正则表达式处理单词中的点(。)

时间:2022-07-15 16:51:58

I'm having a hard time on a regex expression.

我在表达正则表达式时遇到了困难。

It's only requirement is that if there is a dot (.) in the word, there must be a letter on either side of the dot. There can be any number of dots in the word and any number of letters in between the dots. There just has to be a letter on either side of a dot.

唯一的要求是,如果单词中有一个点(。),则点的两边必须有一个字母。单词中可以有任意数量的点,点之间可以有任意数量的字母。点的两边只需要一个字母。

I have the mostly figured it out but I am having issue with dots that are only separated by one letter (see example below)

我有大部分想出来,但我遇到的问题是只用一个字母分隔的点(见下面的例子)

Currently I have this expression:

目前我有这个表达方式:

^(\s*[0-9A-Za-z]{1,}[.]{0,1}[0-9A-Za-z]{1,}\s*)+$

this works for the following:

这适用于以下内容:

  1. dot.InWord
  2. Multiple.dots.In.Word
  3. d.ot.s
  4. t.wo.Le.tt.er.sB.et.we.en.do.ts

However, this does not work for words if the dots are only seperated by one letter, as follows:

但是,如果点只用一个字母分隔,则对单词不起作用,如下所示:

  1. d.o.t.s.O.n.l.y.S.e.p.e.r.a.t.e.d.B.y.O.n.e.L.e.t.t.e.r

Anyone know how I could solve this?

有谁知道我怎么能解决这个问题?

EDIT:

BHustus solution below is the better solution.

下面的BHustus解决方案是更好的解决方案。

However, I did take what BHustus has shown and combined it with what I had before to come up with a less "confusing" pattern just in case anyone else was interested.

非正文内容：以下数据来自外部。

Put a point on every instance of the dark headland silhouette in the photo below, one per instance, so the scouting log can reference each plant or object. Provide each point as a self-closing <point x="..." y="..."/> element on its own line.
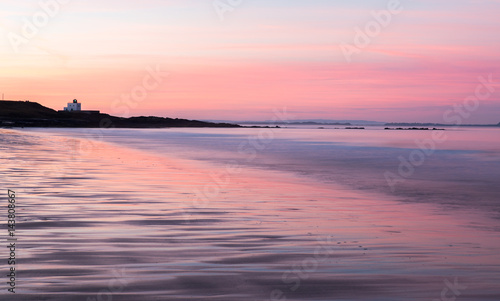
<point x="32" y="114"/>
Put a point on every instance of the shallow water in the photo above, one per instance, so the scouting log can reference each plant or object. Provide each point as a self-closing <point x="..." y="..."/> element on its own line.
<point x="191" y="215"/>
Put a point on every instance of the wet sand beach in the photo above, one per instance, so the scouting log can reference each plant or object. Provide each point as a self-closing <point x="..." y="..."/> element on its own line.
<point x="144" y="216"/>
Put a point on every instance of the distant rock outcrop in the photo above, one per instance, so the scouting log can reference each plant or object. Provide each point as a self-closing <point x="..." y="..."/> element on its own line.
<point x="32" y="114"/>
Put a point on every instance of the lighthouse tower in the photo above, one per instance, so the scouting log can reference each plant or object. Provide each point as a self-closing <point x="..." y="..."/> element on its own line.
<point x="73" y="106"/>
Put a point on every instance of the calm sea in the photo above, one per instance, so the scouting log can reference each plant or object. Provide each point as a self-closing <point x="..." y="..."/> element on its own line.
<point x="253" y="214"/>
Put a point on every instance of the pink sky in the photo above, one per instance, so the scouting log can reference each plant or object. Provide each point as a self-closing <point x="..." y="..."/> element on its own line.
<point x="259" y="58"/>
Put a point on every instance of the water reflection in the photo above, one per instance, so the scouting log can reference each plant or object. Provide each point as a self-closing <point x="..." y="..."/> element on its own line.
<point x="118" y="214"/>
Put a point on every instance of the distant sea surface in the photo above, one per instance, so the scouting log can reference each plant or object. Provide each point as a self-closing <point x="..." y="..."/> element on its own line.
<point x="295" y="213"/>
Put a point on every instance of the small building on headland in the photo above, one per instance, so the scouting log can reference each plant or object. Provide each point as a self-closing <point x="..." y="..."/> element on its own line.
<point x="75" y="106"/>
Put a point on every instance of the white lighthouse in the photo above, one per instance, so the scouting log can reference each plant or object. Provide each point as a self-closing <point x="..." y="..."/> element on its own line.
<point x="73" y="106"/>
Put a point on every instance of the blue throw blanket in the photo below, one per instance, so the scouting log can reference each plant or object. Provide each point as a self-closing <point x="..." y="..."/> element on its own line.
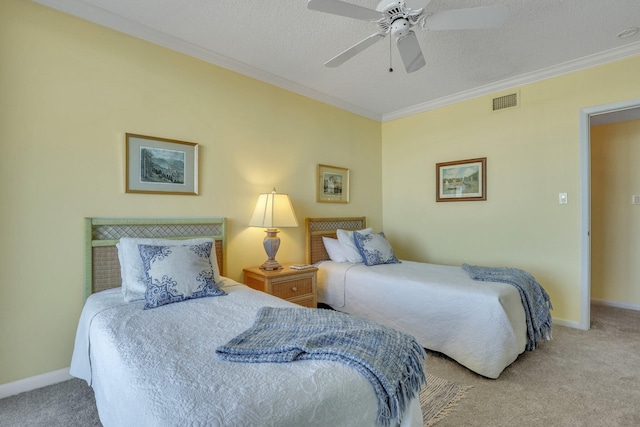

然而,我确实采取了BHustus展示的内容,并将其与我之前所拥有的相结合,以便在其他人感兴趣的情况下提出一个不那么“混乱”的模式。

^(\s*[\d\w]+([.]?[\d\w]+)+\s*)+$

The key was to have the . and the 1 word after be in its own group and repeat. ([.]?[\d\w]+)+

关键是拥有。和之后的1个单词在其自己的组中并重复。 ([。] [\ d \ W] +)+

Thanks.

2 个解决方案

#1


2  

([\w]+\.)+[\w]+(?=[\s]|$)

To explain:

The first group, in the parentheses, matches 1 or more letter or number (\w is shorthand for [A-Za-z0-9] and + means "match the preceding one or more times", shorthand for {1,}), followed by one period. After it has matched one or more cycles of [\w]+\., the final [\w]+ ensures that there is at least one letter at the end and consumes all characters until it reaches a non-character. finally, the (?=[\s]|$) is a lookahead assertion that ensures there is either whitespace immediately ahead ([\s]), or the end of the string ($) (with | being the regex "OR" character). If the lookahead fails, it doesn't match.

括号中的第一组匹配1个或多个字母或数字(\ w是[A-Za-z0-9]的简写,+表示“匹配前一个或多个”,简写为{1,}) ,然后是一个时期。在匹配[\ w] + \。的一个或多个循环之后,最终[\ w] +确保最后至少有一个字母并消耗所有字符,直到它达到非字符。最后,(?= [\ s] | $)是一个先行断言,确保前面有空格([\ s]),或者字符串结尾($)(|是正则表达式“OR”)字符)。如果前瞻失败,则不匹配。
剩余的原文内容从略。